Mühlacker. Nur das Gesellenstück trennt sie noch vom Ende ihrer Berufsausbildung als Schreinerin: Carmen Ostertag fiebert den zwei Wochen, in denen sie eine Standuhr bauen möchte, schon entgegen. In zehn Tagen geht es los. „Mir war es wichtig, dass man sieht, dass es ein Schreinerstück ist“, sagt sie. Ihre Klassenkameraden an der Alfons-Kern-Schule würden teilweise Schränke für Hifi-Anlagen oder andere moderne Einrichtungsgegenstände anfertigen, wie Ostertag erzählt. Sie hat sich nach reiflicher Überlegung hingegen für etwas Klassisches, eben eine Standuhr, entschieden. Das mag auch daran liegen, dass sie ihr Handwerk im Allgemeinen sehr schön findet und das Material – allem voran Holz – im Besonderen.

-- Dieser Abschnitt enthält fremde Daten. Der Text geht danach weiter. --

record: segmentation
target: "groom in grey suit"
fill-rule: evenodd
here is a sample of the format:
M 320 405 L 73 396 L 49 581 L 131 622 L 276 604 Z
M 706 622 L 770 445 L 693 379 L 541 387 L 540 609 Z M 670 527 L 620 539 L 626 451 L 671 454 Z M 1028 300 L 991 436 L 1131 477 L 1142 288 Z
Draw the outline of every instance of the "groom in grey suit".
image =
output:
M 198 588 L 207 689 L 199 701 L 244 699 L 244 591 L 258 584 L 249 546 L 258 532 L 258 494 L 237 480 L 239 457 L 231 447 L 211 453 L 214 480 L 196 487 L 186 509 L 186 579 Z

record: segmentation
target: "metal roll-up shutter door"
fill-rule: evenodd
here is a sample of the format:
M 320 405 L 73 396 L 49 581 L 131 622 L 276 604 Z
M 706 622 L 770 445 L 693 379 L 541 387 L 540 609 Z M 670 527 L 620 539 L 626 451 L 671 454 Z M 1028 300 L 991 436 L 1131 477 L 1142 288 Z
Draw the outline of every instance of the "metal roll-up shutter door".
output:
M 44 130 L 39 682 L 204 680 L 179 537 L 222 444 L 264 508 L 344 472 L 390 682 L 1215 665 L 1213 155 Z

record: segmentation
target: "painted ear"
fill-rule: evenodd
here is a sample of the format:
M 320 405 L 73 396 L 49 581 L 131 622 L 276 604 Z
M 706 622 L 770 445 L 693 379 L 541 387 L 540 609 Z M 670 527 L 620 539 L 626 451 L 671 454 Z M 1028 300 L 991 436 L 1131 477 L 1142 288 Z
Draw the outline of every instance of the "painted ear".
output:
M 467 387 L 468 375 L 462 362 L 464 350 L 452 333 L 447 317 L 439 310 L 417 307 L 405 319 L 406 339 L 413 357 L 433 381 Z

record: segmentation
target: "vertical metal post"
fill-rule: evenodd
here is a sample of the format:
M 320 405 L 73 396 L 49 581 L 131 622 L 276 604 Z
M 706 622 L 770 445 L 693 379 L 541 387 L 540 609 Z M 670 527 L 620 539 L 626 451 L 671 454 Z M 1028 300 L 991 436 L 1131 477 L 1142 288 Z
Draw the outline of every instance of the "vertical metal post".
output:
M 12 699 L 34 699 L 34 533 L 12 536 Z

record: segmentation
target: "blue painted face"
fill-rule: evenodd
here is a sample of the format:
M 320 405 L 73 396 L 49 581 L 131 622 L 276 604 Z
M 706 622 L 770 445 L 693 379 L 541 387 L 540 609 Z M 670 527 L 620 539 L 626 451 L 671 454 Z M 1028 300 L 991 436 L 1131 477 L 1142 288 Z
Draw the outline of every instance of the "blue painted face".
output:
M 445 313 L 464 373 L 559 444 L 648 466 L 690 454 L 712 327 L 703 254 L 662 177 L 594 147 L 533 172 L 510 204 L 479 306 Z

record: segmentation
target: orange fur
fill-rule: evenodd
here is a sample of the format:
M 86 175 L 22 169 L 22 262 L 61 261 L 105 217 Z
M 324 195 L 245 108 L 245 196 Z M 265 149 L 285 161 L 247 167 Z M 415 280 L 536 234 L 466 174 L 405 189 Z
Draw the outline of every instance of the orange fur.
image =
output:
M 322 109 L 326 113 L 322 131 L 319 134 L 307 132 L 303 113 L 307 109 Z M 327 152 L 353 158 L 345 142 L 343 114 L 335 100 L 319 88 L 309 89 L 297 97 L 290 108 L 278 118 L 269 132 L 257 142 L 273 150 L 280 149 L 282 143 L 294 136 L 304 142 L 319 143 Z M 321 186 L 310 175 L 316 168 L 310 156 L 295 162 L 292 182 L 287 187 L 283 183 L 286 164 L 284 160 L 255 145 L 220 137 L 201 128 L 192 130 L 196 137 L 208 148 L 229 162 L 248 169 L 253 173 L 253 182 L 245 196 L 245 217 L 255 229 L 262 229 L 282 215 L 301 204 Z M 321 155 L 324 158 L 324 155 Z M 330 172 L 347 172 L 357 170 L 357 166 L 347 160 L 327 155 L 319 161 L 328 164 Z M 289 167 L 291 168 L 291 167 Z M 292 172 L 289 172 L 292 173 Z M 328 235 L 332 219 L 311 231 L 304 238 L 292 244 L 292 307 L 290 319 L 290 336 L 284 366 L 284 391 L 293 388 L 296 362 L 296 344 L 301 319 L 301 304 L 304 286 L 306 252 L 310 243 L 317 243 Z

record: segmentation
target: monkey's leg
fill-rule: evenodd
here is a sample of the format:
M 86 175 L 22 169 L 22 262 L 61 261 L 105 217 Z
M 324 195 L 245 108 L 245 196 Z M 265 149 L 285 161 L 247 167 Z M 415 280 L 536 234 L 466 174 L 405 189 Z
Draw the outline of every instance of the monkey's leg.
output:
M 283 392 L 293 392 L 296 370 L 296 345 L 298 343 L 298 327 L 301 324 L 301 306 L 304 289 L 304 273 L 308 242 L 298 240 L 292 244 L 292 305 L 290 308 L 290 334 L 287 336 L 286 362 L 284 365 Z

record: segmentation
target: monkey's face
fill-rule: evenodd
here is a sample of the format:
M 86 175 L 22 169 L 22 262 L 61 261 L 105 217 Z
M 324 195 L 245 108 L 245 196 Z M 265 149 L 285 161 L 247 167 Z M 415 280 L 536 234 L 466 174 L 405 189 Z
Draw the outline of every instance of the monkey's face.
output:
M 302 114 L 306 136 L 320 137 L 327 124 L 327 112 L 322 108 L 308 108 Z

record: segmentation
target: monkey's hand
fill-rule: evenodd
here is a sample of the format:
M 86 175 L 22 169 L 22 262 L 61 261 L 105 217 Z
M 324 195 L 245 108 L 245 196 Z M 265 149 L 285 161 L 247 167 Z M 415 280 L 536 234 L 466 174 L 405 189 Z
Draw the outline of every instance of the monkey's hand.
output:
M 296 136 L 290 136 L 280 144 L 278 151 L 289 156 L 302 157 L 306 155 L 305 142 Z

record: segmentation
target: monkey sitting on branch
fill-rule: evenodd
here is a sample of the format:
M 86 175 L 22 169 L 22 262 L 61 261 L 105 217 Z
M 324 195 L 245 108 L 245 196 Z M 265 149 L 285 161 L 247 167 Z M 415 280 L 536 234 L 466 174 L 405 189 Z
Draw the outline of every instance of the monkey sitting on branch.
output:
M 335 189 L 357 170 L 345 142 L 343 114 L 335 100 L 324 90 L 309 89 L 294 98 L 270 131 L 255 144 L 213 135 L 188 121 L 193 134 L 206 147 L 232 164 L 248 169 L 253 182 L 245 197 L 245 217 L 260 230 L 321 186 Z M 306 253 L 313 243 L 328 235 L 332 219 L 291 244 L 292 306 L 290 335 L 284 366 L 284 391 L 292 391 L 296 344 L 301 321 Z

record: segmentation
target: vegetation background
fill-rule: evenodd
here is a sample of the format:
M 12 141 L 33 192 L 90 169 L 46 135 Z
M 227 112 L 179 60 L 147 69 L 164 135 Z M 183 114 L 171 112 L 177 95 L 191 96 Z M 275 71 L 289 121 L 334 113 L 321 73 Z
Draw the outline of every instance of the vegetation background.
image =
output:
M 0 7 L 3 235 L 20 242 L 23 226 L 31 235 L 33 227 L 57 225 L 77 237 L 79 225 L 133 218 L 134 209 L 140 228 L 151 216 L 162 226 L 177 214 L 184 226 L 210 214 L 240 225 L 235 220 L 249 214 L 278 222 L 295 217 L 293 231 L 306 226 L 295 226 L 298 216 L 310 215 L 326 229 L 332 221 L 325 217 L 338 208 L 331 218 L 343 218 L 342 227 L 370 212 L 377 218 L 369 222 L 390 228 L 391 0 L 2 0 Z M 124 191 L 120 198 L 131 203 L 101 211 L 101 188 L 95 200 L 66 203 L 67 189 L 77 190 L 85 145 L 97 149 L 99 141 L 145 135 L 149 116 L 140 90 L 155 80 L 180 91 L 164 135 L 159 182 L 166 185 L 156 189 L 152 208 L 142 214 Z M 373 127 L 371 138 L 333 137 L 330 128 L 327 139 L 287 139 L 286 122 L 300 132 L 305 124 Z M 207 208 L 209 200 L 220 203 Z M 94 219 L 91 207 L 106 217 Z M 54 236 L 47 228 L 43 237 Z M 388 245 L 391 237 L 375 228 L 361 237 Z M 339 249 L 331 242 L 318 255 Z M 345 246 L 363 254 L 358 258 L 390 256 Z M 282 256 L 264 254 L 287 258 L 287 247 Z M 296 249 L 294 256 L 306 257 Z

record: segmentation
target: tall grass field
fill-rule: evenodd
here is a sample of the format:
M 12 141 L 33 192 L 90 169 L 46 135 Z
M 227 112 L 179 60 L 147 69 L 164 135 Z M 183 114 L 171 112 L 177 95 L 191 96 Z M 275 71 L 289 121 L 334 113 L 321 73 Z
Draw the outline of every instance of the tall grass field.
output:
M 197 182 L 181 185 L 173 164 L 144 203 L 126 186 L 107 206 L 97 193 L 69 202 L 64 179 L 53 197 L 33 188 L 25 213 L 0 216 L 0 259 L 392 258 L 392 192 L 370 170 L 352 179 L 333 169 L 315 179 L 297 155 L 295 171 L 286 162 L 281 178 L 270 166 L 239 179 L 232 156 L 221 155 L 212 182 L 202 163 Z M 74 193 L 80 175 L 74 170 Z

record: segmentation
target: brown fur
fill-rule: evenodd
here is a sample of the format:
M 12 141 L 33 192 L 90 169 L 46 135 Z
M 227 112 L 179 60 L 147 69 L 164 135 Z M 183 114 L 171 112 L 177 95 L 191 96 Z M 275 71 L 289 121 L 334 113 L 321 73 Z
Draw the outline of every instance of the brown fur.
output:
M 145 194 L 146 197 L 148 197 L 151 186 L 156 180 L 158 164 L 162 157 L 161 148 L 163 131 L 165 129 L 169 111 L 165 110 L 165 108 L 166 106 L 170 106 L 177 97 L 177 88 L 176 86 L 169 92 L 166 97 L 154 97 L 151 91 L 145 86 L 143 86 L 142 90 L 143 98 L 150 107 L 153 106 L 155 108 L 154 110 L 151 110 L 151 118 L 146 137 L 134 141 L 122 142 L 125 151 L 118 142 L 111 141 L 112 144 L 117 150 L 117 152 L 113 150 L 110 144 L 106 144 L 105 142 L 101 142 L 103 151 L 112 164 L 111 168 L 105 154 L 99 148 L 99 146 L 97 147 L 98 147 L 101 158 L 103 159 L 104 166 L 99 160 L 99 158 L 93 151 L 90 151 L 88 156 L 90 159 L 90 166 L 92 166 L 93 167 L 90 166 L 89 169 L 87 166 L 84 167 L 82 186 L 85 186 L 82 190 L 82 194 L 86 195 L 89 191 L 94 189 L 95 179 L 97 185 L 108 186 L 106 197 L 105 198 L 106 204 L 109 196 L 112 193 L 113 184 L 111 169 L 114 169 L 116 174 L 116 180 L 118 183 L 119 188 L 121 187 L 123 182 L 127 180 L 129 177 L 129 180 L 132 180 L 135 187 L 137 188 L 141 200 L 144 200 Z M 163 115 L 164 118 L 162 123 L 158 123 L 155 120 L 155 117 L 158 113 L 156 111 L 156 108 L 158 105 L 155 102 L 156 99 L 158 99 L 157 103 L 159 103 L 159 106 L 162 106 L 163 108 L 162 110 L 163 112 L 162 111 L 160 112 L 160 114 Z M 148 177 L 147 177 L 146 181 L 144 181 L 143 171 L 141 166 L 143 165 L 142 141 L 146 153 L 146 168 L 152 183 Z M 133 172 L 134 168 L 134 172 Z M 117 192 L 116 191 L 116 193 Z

Eine Standuhr als Gesellenstück

Carmen Ostertag schließt ihre Schreiner-Ausbildung mit mindestens einem Preis ab. Foto: Deeg

Dass die Auszubildende ein Händchen für ihren Beruf hat, bestätigen nicht nur Werkstattleiter Steffen Schneider und Schreinerei-Betriebsleiter Frank Brunner, sondern auch die Werner-Stober-Stiftung. Die 36-Jährige ist nämlich eine von 59 Preisträgerinnen und Preisträger, die dieses Jahr mit dem Werner-Stober-Preis ausgezeichnet werden. Dieser wird für „hervorragende Leistungen in der Berufsausbildung in den Feldern Bautechnik/Farbtechnik und Raumgestaltung/Holztechnik“ verliehen. Unter „hervorragenden Leistungen“ versteht die Stiftung einen Notendurchschnitt, der besser als 1,5 ist. Fast etwas verlegen erzählt Ostertag von ihrem Durchschnitt im Abschlusszeugnis der Berufsschule: 1,2. „Vielleicht war es ein Vorteil, dass ich vieles von dem, was ich hier praktisch gemacht habe auch gut auf das Papier bringen konnte“, mutmaßt sie.